Sorry, but I have to take a break from my travelogue to unload about something. Sometimes, all too often, human behaviour is such that it just dumbfounds me. We were driving along the beach near Encinatas a couple of evenings ago and I pulled into a parking lot to turn around. There were people everywhere, including a fairly young couple with two kids who were standing at the edge of the lot. I had my window rolled down. As I drove past them, I heard the guy apologizing to his wife for some transgression, real or imagined, as the kids looked on. From the tone of the apology, I suspect that wifey had pulled out the claws and had neutered him right there, in front of the kids and in front of the world.
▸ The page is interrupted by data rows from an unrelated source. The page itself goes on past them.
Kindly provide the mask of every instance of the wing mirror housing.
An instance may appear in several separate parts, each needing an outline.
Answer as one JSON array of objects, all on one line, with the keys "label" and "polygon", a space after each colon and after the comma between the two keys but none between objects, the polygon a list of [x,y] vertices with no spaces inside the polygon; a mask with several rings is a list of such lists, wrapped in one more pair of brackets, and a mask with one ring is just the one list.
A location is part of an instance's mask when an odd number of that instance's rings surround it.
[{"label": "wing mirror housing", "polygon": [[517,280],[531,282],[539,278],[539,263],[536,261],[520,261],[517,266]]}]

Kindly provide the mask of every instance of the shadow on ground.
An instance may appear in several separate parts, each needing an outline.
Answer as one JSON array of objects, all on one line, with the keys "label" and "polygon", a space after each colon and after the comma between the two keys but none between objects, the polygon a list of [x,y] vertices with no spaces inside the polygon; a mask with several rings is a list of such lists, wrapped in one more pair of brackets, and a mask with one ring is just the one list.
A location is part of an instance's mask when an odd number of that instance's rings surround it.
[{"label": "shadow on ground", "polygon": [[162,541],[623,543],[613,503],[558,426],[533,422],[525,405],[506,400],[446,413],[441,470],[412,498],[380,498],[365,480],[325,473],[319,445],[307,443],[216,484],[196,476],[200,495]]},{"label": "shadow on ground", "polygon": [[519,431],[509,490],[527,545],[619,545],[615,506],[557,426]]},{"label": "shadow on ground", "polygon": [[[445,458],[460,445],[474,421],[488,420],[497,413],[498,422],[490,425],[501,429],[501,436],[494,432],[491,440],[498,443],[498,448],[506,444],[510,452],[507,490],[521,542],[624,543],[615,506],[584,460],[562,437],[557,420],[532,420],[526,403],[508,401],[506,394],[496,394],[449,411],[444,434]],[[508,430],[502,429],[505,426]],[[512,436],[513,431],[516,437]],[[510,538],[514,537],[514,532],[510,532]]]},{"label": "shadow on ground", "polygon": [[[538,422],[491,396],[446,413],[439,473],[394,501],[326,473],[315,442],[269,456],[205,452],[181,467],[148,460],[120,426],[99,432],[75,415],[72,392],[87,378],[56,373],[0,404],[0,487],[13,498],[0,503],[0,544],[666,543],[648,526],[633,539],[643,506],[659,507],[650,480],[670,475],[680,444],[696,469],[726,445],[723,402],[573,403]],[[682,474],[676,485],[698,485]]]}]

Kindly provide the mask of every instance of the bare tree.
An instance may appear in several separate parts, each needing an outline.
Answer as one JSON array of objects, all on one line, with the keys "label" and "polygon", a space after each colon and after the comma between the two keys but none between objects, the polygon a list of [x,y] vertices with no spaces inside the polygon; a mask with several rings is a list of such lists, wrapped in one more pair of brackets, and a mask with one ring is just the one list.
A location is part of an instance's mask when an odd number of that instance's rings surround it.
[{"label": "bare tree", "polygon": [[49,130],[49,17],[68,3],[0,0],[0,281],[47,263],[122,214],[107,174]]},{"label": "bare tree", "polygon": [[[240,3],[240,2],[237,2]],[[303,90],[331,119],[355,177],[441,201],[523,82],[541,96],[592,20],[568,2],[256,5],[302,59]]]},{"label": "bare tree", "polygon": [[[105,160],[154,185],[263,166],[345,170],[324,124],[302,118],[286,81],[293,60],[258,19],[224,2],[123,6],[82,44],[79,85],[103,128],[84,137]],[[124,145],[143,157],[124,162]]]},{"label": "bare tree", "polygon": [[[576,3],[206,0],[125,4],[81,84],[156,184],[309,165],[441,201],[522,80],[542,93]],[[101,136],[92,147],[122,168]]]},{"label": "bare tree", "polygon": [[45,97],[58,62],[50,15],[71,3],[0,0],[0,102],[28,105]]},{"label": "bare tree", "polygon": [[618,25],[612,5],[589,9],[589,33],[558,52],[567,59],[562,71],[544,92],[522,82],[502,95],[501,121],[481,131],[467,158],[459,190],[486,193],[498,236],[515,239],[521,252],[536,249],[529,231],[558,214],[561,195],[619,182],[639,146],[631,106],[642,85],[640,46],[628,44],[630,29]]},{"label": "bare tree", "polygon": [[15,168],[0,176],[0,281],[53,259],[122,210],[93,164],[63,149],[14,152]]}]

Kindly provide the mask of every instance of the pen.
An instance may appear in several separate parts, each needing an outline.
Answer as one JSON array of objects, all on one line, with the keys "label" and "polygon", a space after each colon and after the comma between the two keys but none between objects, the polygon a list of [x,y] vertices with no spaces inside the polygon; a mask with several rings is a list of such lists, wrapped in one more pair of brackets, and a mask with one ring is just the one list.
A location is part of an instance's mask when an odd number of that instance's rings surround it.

Listen, my poor, beleaguered friend: If by some miracle of coincidence you happen to stumble across these humble words and recognize yourself, do yourself a favour. Ditch the bitch. Get rid of her. Divorce. Pay whatever it is going to cost to get her out of your life. It ain't going to get any better. Any person, male or female, who will berate his or her spouse in front of the kids and anyone else close enough to notice (in this case dozens of innocent bystanders,) deserves no second chance.

Oh. The kids. Yep, they sure do complicate things, don't they. Kids need both mother and father. If your wife is anything like I think she is, a divorce would be very, very messy and she would take every opportunity to use your kids in every underhanded way possible to get back at you. You might only get to see your kids on weekends and might have to live in the attic over your brother's garage.

I don't know: What is more important, keeping your balls or staying close to your kids?

OK, OK. Give the bitch another chance, but haul yourselves off to a marriage counsellor or something. And don't allow yourself to be pushed around. You won't respect yourself and neither will she. You are going to have a long and thankless life ahead of you if things don't change. Judging by the look in your eyes as you tried to apologize yourself out of a situation I'm sure you didn't even recognize as problematic, you seemed like a nice guy.

Good luck. You're going to need it.


  1. I used to have a very good friend who had a wife who was constantly criticising her husband on all occasions, and had absolutely no respect for the poor guy who never once told her to shut up or f--- off. I said we used to be good friends, but I decided that this personal harangue was too wearying to endure, so I stopped going over to his place. I explained to my pal I had not come over because I couldn't understand why he was putting up with this crap. He replied, "That's what happens if you marry the girl friend you have knocked up."

  2. My "good" idol-worshipping Papist sister is one of those bitches in need of ditching, but it's amazing what some alleged men are willing to endure for the sake of a warm, wet place to stick it.
    "It is better to dwell in the corner of a housetop than with a brawling woman in a mansion."

  3. You're right, Ted. One problem is that men, stoic creatures that we are, tend to put up with a lot of stuff simply because we can, or are expected to. Who likes a whiny man, after all?